How can you protect your kids from the flu? Is it safe for them to get the flu shot or nose mist?

They can get either [flu shot or nose mist], there isn’t a recommendation on one over the other. I have seen recently, especially on social media, parents going around and round on one being better than the other but really it isn’t like that. They are both good. It is the parents or kids choice. There are some restrictions on the mist, for example kids under two cannot get it and kids with asthma and other illnesses like immune deficiencies can’t get the mist, and often if your nose is very stuffed up at the time then it is better to get the shot than the mist. But other than that they are both fine and they are both recommended. Either is fine, but you don’t need both.

If the kids don’t feel fine right after getting a flu shot, is it the flu that they are sick with? Meaning, can you get the flu from a flu shot?

No, that is a common myth. People often say “Oh I don’t want to get my flu shot because I am going to get the flu from it”, but you can’t get the flu from the flu shot. Now, any immunization you may not feel 100 percent the next day, but most people do perfectly fine with the flu shot and the flu mist. You can have some soreness or redness in your arm, you can have (after the mist) a runny nose, you can have a low-grade fever, but usually these things last at most two days and then you’re better, but the flu can last for a week.

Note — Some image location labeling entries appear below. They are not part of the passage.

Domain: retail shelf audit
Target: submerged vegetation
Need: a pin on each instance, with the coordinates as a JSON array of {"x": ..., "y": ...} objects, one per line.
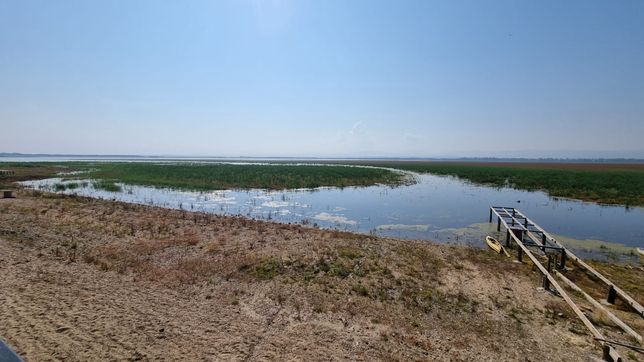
[
  {"x": 596, "y": 182},
  {"x": 602, "y": 183},
  {"x": 217, "y": 176}
]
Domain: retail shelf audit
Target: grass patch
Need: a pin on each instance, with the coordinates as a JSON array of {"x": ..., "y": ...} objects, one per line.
[
  {"x": 215, "y": 176},
  {"x": 106, "y": 186},
  {"x": 603, "y": 183}
]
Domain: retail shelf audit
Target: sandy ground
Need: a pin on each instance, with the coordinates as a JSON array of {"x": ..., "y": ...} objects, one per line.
[{"x": 86, "y": 280}]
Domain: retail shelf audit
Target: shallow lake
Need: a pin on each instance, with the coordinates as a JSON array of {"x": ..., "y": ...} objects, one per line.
[{"x": 437, "y": 208}]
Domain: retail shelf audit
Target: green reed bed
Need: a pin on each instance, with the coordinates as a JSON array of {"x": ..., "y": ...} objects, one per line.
[
  {"x": 610, "y": 185},
  {"x": 216, "y": 176}
]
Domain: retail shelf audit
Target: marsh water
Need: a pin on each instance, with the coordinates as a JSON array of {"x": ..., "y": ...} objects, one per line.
[{"x": 437, "y": 208}]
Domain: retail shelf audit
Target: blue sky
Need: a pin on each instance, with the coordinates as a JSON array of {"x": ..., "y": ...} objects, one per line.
[{"x": 323, "y": 78}]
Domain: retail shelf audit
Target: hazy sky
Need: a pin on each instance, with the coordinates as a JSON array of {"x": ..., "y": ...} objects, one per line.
[{"x": 323, "y": 78}]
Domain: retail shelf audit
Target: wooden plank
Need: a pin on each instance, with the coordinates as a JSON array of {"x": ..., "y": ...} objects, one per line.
[
  {"x": 598, "y": 305},
  {"x": 627, "y": 298},
  {"x": 609, "y": 351}
]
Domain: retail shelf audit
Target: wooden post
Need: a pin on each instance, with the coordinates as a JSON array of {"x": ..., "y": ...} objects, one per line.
[
  {"x": 612, "y": 293},
  {"x": 562, "y": 261},
  {"x": 546, "y": 281}
]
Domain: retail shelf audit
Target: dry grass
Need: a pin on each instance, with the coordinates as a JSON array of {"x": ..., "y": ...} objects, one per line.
[{"x": 404, "y": 300}]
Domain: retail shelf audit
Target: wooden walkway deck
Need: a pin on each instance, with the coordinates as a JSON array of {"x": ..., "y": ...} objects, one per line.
[{"x": 529, "y": 236}]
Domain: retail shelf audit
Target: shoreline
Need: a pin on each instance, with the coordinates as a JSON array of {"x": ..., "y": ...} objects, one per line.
[{"x": 91, "y": 278}]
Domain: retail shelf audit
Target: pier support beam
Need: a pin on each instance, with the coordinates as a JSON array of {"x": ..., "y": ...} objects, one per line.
[{"x": 612, "y": 293}]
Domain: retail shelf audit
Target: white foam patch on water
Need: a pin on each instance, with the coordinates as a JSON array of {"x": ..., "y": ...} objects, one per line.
[
  {"x": 404, "y": 227},
  {"x": 324, "y": 216},
  {"x": 275, "y": 204}
]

True influenza can last for a week. It doesn’t always last for a week but it can last for up to a week and you are much sicker than the reactions you get from the immunization.

If a child does have the flu, is it ok to give them cough medicines or medications?

It really depends on their age because now cough medicine really isn’t recommended in kids under six. If they’re older you can consider giving them some cold medicine like Tylenol or Motrin. But if they really truly have influenza they should be seen by their doctor because there are medicines that, if given within the first 48 hours of the illness starting, can decrease the length and severity of the illness. So often those are indicated but are prescription medications.

Is there anything to the old wive’s tales of trying to burn out a fever or freeze out a cold?

Don’t put your kid in an ice bath. People are often aggressive about treating fever, probably moreso than they really need to be. Fever does serve some purpose. Usually what I tell parents is that you don’t have to have your child 100 percent fever free all the time when they’re sick. Especially if you are just giving them Tylenol or Motrin around the clock. But if they’re acting or feeling miserable and the Tylenol or Motrin is going to make them feel better than it is okay to give it to them. But if they have a 101 temp and they are happy as a clam, don’t bother giving them medicine.

How does the flu virus spread?

It is spread through droplets which means that if I cough right in your face I can give it to you. If we drank out of the same cup, I could give it to you. If I am trying to be good and I cough into my hand—which is why we teach people to cough into their elbows now—and then touch a doorknob and then you come behind me and touch that doorknob and then touch your face, you can get it.

Is there anything as far as a child’s diet that can help them not get sick with the flu? Should they eat a lot more Vitamin C than normal?

No, its fine for them to eat that stuff and we really want kids to eat their fruits and vegetables, but it won’t necessarily stop them from getting sick.

Is there anything else you would like to add?

It is just really important for people to get their flu shots. There is still time to get your flu shot. Sometimes people think it is too late but there is still time and it is so important to get it.